At the heart of the plant are four natural gas-fired, INNIO Jenbacher, internal combustion engines that are equipped with selective catalytic reduction units (SCRs) for NOx emissions reduction by SVI Dynamics. To take advantage of waste heat in the exhaust from the engines, they are manifolded together and pass through a waste heat boiler provided by Superior Boiler, which supplies heating and cooling to the base’s campus.
Schneider Electric was chosen to spearhead development of the new $165 million plant that will supply power and heat to the base and export to local Tama power grid. YMC Heating and Air, of Boise, Idaho, was selected as the general contractor, which turned to Vector Systems for a substantial portion of the balance of plant systems that surround and support the power station.
One of the most unique features of the equipment supplied to the plant is the ammonia storage tank feeding ammonia to the SCR systems. Because space is a premium at the site, the tank was built with integrated containment in case the primary vessel ruptures. The space between the two shells is vented to allow for monitoring for leakage. Traditionally, a concrete berm is constructed where the tank is to be placed for this purpose and occupies a larger footprint.
The outer shell is supported by the primary containment vessel so shipping in the horizontal position posed some interesting challenges. At one point, it was proposed flying the tank from the U.S. to the base on a Lockheed C5A Galaxy cargo plane. This created even more concern as conventional transportation doesn’t pitch and yaw to the extent an airplane does. For the record, it went sea freight.

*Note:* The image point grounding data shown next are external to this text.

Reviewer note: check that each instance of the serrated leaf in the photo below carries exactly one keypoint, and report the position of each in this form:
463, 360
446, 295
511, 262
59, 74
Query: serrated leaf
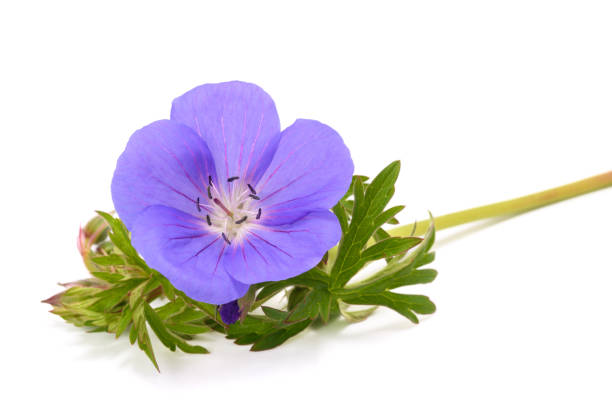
274, 314
189, 348
109, 260
171, 309
389, 247
141, 334
406, 305
278, 337
124, 321
186, 328
110, 277
369, 206
159, 328
189, 315
109, 298
355, 316
342, 216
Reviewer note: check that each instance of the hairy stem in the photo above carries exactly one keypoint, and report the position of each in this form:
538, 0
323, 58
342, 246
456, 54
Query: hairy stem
510, 207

But, Schneider Electric didn’t stop with just upgrading to a new power plant. Much of the efficiencies are related to how the energy is used on base. With some of the infrastructure dating back several decades, it was time for some upgrades. The Air Force, in conjunction with Schneider Electric, is implementing smart grid technology to manage much of the heating and cooling of buildings on the base. At a central location, operators will be able to control how power, steam, and water is being utilized in buildings around the base campus.
In addition, much of the lighting is being upgraded to LED technology along with modern appliances, higher-rated HVAC systems, and more efficient motors to reduce the overall draw on the power grid. Nearly 75,000 kWh and approximately 30 million gallons of water will be saved annually through these efforts. Overall, the plant upgrade and basewide changes are expected to improve efficiency by approximately 30%. This equates to nearly $20 million in savings annually.
Schneider Electric agreed to implement the basewide upgrades with no out-of-pocket cost to the base or the military due to the significant savings they’ll provide. Instead, compensation will be paid out over 20 years of savings in the base’s budget. This was all made possible through the U.S. Air Forces’ program of energy savings performance contracts (ESPCs).
The new combined cycle plant is slated to come online during the first quarter of 2023.